A down alternative duvet uses fiberfill that is made from polyester or other synthetic stuffings, which you can also find in pillows and stuffed animals. Because the fill is made from a synthetic material, it can be good for anyone with allergies or those specifically allergic to down. These fibers are “made in different sizes and shapes to mimic down feathers,” explained Kiersten Muenchinger, an associate professor of product design with a focus on sustainability at the University of Oregon. Down alternative duvets are also machine-washable, which makes them easier to care for than traditional down duvets.
When it comes down to choosing between down and down alternatives, you might see that down alternative is sometimes more affordable — direct-to-consumer retailers like Parachute and Brooklinen offer alternative options for slightly lower prices than their down offerings.
You might also see down alternative duvets billed as more eco-friendly, but that’s not entirely true. “Low energy consumption in production and durability in use are the environmental strengths of down alternatives,” Muenchinger explained. “The durability from down alternative comes from not degrading as quickly as the animal product down does, both in our air and in a wash.” While the fiberfill in down alternative duvets makes them washable, microfibers can find their way into water streams — you should consider washing your duvet cover instead of the duvet itself, Pasricha suggested.
How to pick the right duvet for you
Picking the right duvet is ultimately a matter of personal preference, experts told us. Pasricha recommended thinking through what’s best for your lifestyle and preparing for longevity by taking good care of your duvet. For kids, a down alternative duvet that can be continually washed might be preferable. For adults, contemplate whether you want a duvet to be lightweight (which down is), according to Muenchinger.

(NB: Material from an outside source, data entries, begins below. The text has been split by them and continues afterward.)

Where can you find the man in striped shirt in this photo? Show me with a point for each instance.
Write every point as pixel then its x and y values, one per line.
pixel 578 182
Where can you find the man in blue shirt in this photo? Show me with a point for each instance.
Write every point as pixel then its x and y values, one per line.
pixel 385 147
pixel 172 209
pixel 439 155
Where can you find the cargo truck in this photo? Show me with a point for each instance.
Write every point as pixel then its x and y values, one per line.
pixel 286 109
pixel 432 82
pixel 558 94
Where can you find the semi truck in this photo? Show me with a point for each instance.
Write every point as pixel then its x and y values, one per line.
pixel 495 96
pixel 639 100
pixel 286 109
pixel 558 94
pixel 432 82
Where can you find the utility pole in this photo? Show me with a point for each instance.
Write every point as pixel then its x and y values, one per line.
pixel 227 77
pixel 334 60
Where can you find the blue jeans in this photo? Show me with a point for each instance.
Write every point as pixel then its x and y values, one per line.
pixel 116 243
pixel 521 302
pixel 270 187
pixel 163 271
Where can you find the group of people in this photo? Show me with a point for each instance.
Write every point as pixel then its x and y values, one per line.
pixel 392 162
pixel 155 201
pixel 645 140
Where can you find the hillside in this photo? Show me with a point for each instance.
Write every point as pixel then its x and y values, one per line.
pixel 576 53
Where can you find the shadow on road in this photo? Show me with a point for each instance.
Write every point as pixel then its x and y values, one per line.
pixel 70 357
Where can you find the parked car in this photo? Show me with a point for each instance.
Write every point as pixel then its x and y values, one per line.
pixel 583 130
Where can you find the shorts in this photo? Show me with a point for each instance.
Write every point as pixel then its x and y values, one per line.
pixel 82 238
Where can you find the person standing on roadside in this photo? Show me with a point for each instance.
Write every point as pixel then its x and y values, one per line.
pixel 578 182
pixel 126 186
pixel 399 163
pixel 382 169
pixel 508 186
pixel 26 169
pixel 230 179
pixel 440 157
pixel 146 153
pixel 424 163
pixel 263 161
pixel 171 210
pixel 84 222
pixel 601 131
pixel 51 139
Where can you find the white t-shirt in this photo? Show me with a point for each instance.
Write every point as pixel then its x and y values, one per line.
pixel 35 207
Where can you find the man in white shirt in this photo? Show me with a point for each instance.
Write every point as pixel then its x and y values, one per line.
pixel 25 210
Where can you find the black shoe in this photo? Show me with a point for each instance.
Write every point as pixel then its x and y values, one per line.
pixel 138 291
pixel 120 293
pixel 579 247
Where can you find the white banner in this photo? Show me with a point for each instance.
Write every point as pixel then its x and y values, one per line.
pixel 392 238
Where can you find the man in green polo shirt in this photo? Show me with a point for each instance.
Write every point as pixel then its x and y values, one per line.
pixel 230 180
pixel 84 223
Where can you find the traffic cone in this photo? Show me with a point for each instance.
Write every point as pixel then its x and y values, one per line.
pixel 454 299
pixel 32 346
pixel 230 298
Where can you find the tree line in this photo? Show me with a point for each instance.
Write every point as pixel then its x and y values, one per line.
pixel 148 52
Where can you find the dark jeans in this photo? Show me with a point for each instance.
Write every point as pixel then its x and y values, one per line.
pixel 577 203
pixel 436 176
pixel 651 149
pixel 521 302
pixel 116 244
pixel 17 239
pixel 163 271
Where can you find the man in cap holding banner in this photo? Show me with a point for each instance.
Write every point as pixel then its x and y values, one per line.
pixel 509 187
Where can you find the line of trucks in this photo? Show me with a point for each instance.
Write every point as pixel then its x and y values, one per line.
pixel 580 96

If you go with a down duvet or insert, you should also consider fill power, or the number that measures the quality of the down product. Typically, the higher the fill power, the fluffier and more insulating it is, though the quantity of down also plays a role. Some down alternative duvets will advertise fill power, but according to Casper, down alternative fill is harder to quantify since it’s made up of various materials. We highlighted this number in each of our down duvet recommendations.
If you’re worried about eco-friendliness, certifications like the Global Organic Textile Standard (GOTS) and Oeko-TEX, which Pasricha specifically mentioned, can be helpful markers for sustainable bedding, but they aren’t the only thing to consider.
“Certifications show that companies are committed to their products and their eco-initiatives enough to go through the time and the expense of going through certification processes,” Muenchinger said. “But I don't recommend any certification as a standard for your purchasing decision. Your experience, needs and your long-term use is the best foundation for an environmentally friendly duvet.” Because a duvet is an investment, thinking about how long it can last with you is a better way to ensure eco-friendliness than certifications, she told us.